L’ONG, accuse les terroristes ougandais ADF d’avoir massacré plus de 40 civils dont plusieurs enfants, à l’aide d’armes à feu et de machettes lors d’un rassemblement de nuit dans l’enceinte d’une paroisse les 26 et 27 juillet 2025. Elle recense aussi plusieurs disparitions et enlèvements d’enfants.
« Le massacre de Komanda et les autres tueries de masse perpétrées cette année mettent en évidence l’insécurité dans l’est de la RD Congo et la nécessité pour le gouvernement congolais de renforcer d’urgence ses mesures pour protéger les civils et traduire les responsables en justice », a déclaré Clémentine de Montjoye, chercheuse senior sur les Grands Lacs à Human Rights Watch.

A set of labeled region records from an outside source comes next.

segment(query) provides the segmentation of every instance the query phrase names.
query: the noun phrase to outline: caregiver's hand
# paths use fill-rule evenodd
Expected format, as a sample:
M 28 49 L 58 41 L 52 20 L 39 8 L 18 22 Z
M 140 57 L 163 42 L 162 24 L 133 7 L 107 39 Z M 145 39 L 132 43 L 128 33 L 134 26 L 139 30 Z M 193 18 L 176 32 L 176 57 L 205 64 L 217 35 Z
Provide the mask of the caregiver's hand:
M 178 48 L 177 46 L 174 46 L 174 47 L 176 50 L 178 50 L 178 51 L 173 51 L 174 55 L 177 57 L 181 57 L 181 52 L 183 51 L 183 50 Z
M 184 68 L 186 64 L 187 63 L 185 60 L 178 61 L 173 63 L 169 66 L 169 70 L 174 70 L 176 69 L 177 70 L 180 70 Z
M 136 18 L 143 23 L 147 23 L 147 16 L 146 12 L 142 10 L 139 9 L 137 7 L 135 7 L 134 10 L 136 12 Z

Pour Human Rights Watch, ce massacre accentue les inquiétudes quant à la capacité de l’armée congolaise, stationnée à proximité, et de la force de maintien de la paix de l’ONU à protéger les civils.
L’ONG, encourage de ce fait les autorités congolaises avec l’aide de la MONUSCO à adopter des mesures pour rétablir la confiance avec les civils, notamment en renforçant les réseaux d’alerte précoce et en consultant les communautés et les groupes civiques sur les besoins en matière de protection.
Elle préconise notamment la réaction rapide face aux informations faisant état d’activités et de mouvements de groupes armés, qui sèment terreur et désolation dans l’Est de la République Démocratique du Congo.